Then I had to look for a place in San Jose. Although I was returning to a place of once-fond memories the battle ahead soon became a horrendous daymare worthy of an epic poem. I entered the fray with newsprint-stained fingers and a telephone tucked permanently behind my ear. This was combat.
My search began on Craigslist.org, the electronic meeting place of the house-hunting hungry. I scanned the lists, made mental notes, clicked with anxious abandon and whittled down the possibilities. After dozens of exchanged emails detailing general tastes and aversions, job descriptions, sexual orientation and (a decided lack of) social preferences, I set out on the hunt, with printouts from Mapquest trailing behind me.
I met a dizzying array of potential roommates. There was the chirpy woman who ushered me into her duplex, lined wall-to-wall with limp rag dolls. After pointing to her side of the refrigerator, with its colorful Tupperware neatly stacked in rows, versus her roommate's side, she opened the freezer and confided to me that "sometimes her food falls over onto my side--oh, but I forgive her." Or there was the young waiter, who had separated from his wife just weeks before and was considering reconciliation.
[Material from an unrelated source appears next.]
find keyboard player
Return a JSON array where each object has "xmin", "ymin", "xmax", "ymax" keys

As he carefully penned my personal information, the estranged wife waltzed in, eager to display her storebought goodies. "Okay," I thought, as she coyly modeled a cocktail dress with matching pumps, "What if she eventually moves back in?" To exacerbate the situation, my potential roommate asked if Metro could write a review of his restaurant.
Yes, I refused to live with a variety of people, but that rejection was based on a strong sense of home. And as a woman, I discovered, the odds were slightly against me. According to Leslie Parrott, founder of the Center for Relationship Development at Seattle Pacific University, women are much choosier than men when it comes to home. "Research and experience both indicate that women are more aware of their environment," Parrott says. "Men just see the home as functional, and more utilitarian." Add to that a few statistics: according to the U.S. Census Bureau, since 1970 the percentage of people aged 30-34 who had never married more than tripled, from 6 percent to 20 percent for women. Well, I'm a divorcee, but like my single brethren, I still need digs. And the competition is growing.
Next, I dragged myself over to Bay Area Rentals, parted with 98 bucks and hoped for the best. The rental agency gave me a list of 30 or so properties that matched my criteria and, inspired by the hole in my wallet, I began working my way down the list. Ten minutes, and fifteen properties later, I had scored a big zero. Nothing was available; I felt deflated. Just minutes before, the paper in my hands seemed like gold. Now it seemed as worthless as toilet paper.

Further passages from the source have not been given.